The story starts in Yekaterinburg (a city near Siberia in Russia) and hasn't stopped moving since.
I grew up in Yekaterinburg — one of the most free-spirited and politically defiant cities in Russia. I was a child of the 1990s, the decade when the Soviet Union collapsed and every social institution collapsed with it. Nothing worked the way it was supposed to.
My school wasn't officially licensed. The curriculum was experimental. Later we found out we'd been taught using Montessori methods, which was radical for post-Soviet Russia. Outside, the city was caught in the crossfire of the '90s crime wave. Yekaterinburg sat on the drug route from Afghanistan, and it showed.

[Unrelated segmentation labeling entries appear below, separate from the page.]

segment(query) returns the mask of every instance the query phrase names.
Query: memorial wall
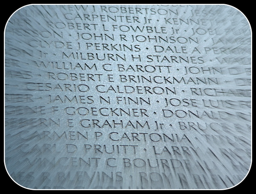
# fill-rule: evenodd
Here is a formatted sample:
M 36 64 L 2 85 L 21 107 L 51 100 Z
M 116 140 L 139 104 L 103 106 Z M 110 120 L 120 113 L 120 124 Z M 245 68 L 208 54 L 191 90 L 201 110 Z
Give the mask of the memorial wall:
M 251 29 L 226 5 L 30 5 L 5 34 L 5 163 L 33 189 L 223 189 L 250 168 Z

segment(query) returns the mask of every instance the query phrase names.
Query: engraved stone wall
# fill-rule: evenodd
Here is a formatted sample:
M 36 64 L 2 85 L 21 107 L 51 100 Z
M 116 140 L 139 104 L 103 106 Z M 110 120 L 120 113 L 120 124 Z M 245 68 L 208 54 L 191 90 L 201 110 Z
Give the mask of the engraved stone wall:
M 31 5 L 5 34 L 5 157 L 32 189 L 224 189 L 251 162 L 251 30 L 224 5 Z

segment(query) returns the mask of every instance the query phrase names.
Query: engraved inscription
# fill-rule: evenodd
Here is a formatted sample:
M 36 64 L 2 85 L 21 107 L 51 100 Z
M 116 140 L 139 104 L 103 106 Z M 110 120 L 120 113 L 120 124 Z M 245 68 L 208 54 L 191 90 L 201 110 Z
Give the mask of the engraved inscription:
M 221 189 L 250 168 L 251 29 L 233 7 L 30 5 L 5 49 L 23 187 Z

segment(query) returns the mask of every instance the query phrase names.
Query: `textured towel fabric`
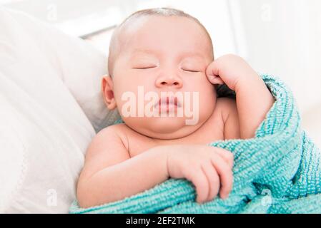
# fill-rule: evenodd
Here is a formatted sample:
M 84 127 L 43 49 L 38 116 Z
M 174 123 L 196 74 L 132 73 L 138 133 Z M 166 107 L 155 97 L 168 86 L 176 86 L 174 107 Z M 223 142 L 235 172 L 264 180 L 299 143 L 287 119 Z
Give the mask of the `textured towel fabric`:
M 169 179 L 117 202 L 70 213 L 321 213 L 320 152 L 300 128 L 292 92 L 277 78 L 262 78 L 276 101 L 248 140 L 209 145 L 234 155 L 229 197 L 199 204 L 192 183 Z M 129 186 L 129 187 L 130 187 Z

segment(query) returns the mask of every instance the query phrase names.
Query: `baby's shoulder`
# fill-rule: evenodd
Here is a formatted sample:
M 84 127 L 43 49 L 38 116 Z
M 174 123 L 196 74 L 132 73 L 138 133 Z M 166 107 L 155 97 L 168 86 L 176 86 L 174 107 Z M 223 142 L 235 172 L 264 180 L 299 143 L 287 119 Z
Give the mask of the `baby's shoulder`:
M 119 123 L 108 126 L 100 130 L 96 138 L 101 140 L 121 141 L 126 147 L 128 145 L 127 132 L 128 127 L 124 123 Z
M 219 98 L 216 102 L 217 110 L 222 115 L 224 122 L 229 115 L 237 114 L 235 99 L 230 98 Z

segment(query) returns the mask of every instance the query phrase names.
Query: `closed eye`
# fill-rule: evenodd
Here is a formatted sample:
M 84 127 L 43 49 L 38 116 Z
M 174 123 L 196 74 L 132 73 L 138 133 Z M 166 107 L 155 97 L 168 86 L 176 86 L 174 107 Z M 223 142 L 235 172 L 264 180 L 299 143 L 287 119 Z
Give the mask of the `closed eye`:
M 184 71 L 193 72 L 193 73 L 200 72 L 200 71 L 196 71 L 196 70 L 189 70 L 189 69 L 182 69 L 182 70 L 183 70 Z

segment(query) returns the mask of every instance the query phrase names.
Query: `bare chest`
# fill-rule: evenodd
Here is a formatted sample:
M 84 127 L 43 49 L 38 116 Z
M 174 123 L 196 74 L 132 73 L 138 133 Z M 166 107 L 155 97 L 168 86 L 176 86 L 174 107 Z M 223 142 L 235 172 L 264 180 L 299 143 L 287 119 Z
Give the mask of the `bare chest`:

And yet — I grew up in a loving family. My childhood memories are almost entirely warm.
I always knew I wouldn't stay. When I was 13, someone asked me where I dreamed of living. I said California. For a teenager from a post-Soviet city near Siberia, that was a strange answer. But I meant it.
First stop: Moscow (17 million people). The city matched my ambition, and I built a fast, successful marketing career there. But by 2016 I could see the political direction shifting — away from openness, away from where I wanted to be. I started looking toward European and international markets.
In 2019, I found a role in Berlin and moved to Germany.
Of all the art forms, contemporary ballet is the one I love most. The European scene is wonderfully varied — each country, sometimes each city, has its own choreographic language — and I travel for it often. A weekend in another country for one specific production is a completely normal thing for me to do.